There's models out there looking at pancreatic cancer, for example, which have shown free textiles considerably work, actually probably going to be bjgp, also looking at lung cancer using freetext.
So I think for me, the opportunities are to start to do these studies that are pretty novel, certainly in the uk, to kind of identify factors that associated with disease, identify symptoms, but then also move from that to incorporate them into models and put them into practice, which is a challenge, certainly with the infrastructure, governance and other restrictions, and has to be done properly and ethically. But I think if we don't start using this data, now that we have the tools, it's a real missed opportunity.
Speaker A
00:13:02.720 - 00:13:20.540
And what are the next steps for this work?
So you've identified these factors that are associated with an ovarian cancer diagnosis, and as you mentioned, there are a few features that were found above and beyond just what you might expect to find from the coded data. So where are you taking this next? How do you want to put this into practice?
Speaker B
00:13:21.260 - 00:14:05.700
Yeah, so in this work we looked only at symptoms, whether they're present or absent. Actually, large language models can do much more than that.

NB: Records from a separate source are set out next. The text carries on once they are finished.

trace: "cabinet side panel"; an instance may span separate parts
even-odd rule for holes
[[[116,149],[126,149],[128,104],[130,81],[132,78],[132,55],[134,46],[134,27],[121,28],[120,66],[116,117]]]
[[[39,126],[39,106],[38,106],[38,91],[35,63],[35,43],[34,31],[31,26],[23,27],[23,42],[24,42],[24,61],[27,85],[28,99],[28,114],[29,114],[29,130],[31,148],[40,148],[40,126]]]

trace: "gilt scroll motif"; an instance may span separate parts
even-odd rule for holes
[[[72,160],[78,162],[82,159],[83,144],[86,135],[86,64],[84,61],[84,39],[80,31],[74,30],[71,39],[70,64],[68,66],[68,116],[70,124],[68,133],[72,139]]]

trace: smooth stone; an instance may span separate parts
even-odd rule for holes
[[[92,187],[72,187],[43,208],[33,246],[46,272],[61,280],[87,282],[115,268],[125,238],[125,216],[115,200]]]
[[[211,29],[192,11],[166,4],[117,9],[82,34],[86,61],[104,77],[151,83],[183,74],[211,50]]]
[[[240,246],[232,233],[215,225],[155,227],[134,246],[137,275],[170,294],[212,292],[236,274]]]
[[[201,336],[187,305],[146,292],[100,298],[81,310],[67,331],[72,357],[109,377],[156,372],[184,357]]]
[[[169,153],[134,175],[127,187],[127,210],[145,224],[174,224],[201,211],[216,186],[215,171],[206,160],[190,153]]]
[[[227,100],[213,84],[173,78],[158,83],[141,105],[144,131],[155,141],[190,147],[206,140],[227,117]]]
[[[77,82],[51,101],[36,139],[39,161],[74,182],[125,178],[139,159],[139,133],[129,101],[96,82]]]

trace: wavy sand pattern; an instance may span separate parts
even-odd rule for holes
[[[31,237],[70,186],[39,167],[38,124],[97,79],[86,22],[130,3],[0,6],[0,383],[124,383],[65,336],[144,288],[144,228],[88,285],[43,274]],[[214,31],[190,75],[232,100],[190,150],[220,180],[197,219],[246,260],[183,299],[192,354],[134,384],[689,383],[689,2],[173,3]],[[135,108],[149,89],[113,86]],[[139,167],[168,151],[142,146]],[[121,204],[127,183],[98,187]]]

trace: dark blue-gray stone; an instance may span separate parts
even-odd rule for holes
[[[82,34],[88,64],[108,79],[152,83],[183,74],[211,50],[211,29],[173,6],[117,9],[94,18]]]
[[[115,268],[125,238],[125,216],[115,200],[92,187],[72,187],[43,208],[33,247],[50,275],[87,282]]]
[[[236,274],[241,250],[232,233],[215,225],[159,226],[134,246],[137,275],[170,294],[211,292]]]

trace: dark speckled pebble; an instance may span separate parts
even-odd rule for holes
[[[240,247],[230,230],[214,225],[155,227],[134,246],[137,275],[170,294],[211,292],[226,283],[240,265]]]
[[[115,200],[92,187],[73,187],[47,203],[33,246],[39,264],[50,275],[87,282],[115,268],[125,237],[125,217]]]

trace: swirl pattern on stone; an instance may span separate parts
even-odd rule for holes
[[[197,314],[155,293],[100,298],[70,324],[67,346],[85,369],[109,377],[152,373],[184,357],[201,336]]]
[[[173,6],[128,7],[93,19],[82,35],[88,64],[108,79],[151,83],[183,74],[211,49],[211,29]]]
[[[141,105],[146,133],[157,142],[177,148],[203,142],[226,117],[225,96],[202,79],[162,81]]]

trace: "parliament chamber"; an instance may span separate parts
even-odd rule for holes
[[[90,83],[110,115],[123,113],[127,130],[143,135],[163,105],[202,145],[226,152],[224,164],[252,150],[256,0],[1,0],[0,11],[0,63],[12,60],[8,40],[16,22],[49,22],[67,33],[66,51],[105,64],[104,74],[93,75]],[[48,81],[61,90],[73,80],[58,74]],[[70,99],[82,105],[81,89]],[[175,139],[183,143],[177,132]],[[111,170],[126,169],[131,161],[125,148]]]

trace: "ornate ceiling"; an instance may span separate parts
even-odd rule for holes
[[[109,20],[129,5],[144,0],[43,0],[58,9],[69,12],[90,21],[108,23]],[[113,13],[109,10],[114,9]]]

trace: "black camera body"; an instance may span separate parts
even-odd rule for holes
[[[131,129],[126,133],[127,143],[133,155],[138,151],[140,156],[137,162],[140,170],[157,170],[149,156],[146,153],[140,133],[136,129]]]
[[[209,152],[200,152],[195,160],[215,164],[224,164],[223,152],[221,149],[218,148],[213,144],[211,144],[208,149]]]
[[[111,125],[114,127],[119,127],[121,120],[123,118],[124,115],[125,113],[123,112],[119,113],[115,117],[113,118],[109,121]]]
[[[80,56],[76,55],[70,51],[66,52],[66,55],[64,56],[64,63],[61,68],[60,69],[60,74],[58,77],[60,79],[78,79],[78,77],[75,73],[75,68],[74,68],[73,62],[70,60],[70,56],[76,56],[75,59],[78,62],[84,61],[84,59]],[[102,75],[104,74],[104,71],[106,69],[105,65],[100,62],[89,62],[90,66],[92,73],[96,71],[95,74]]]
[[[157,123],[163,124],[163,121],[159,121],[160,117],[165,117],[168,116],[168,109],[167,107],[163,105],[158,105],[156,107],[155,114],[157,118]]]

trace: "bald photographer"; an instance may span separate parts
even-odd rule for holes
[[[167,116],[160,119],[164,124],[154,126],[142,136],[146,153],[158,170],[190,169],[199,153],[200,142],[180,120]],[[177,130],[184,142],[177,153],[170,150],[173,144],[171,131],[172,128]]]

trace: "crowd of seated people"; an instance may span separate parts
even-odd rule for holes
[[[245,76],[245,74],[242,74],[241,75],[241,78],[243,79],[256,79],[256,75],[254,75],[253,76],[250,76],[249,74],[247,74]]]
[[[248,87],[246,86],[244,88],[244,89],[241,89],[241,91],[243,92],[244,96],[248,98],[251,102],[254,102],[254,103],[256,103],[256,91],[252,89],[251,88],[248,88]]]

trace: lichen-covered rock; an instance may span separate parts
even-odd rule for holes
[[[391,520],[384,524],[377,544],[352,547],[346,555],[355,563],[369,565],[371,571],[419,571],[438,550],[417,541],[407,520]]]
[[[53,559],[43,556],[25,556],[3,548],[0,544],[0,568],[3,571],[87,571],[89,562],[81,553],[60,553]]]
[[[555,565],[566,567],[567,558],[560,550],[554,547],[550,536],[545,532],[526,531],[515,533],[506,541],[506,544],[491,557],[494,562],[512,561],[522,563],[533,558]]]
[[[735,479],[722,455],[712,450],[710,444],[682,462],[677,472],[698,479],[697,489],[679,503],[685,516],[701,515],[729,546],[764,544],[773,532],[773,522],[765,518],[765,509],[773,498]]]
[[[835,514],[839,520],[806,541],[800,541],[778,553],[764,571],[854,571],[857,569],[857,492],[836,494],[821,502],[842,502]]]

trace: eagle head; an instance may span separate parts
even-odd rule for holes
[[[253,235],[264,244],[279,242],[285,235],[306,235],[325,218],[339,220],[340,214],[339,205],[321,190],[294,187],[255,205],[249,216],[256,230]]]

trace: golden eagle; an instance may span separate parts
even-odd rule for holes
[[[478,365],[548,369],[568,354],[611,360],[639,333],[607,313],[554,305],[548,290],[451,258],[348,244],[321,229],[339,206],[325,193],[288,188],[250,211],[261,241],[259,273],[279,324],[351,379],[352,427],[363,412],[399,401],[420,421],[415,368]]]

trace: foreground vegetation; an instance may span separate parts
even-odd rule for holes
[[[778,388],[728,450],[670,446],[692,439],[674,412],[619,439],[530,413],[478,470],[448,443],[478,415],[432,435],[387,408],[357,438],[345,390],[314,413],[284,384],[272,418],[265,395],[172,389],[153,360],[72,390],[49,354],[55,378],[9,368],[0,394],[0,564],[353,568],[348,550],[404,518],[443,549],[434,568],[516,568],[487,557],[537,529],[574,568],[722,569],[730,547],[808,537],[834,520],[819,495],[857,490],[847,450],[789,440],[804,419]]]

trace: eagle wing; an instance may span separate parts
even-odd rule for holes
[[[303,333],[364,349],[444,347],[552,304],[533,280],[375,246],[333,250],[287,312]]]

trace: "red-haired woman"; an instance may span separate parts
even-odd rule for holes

They can look at duration of symptoms, they can look at information on severity, and that's quite powerful. We can't capture that encoded data at all, or risk prediction models don't capture that.
I'm really interested in starting to look at that information, see what we can pull out from that and see how it affects risk of cancer.
So I think the next step for this work is to look at that look at other cancers and diseases as well, and also start to move from a proof of concept that we can do this into building risk prediction models to actually try and make something that we can move into primary care.
Speaker A
00:14:06.100 - 00:14:12.260
Yeah. And for any gps listening to this, what's the main thing you'd want them to take away from this current study?
Speaker B
00:14:13.080 - 00:14:44.120
So I think from ovarian cancer perspective, to recognise that actually ovarian cancer has symptoms, they're often subtle, they can occur in early stage disease.
So to be aware of symptoms such as persistent bloating, abdominal pain, urinary changes, and to be aware of those and recognise them, particularly if women have worsening symptoms or it doesn't seem right or there's no obvious cause, and perform investigations such as CA125 and. Or ultrasound.
Speaker A
00:14:44.600 - 00:14:50.920
Any other final thoughts that you want to add just based on this work or anything that you want to sort of highlight from this paper?
Speaker B
00:14:51.400 - 00:15:22.150
So, for me, this work shows how much information, how much important information is contained in that free text.
I think from a UK perspective, we need to work with governance bodies, we need to work with data providers to look at how we can make this data available in the uk. UK has some of the best healthcare resources in the world, but if we're unable to access and use this free text data, it's a real missed opportunity.
It's a real opportunity to use it to benefit patients on the nhs.
Speaker A
00:15:22.630 - 00:15:31.830
Brilliant. Thanks very much for that, Garth. It's a great paper.
So, yeah, I'd recommend anyone listening to go back and have a listen to it, but I just wanted to say thanks very much for your time.
Speaker B
00:15:32.390 - 00:15:33.270
Thank you very much.
Speaker A
00:15:34.630 - 00:15:49.800
And thank you all very much for your time here and for listening to this podcast today. Garth's original research article can be found on bjgp. Org and the show notes and podcast audio are at bjgplive. Com. Thanks again. Bye.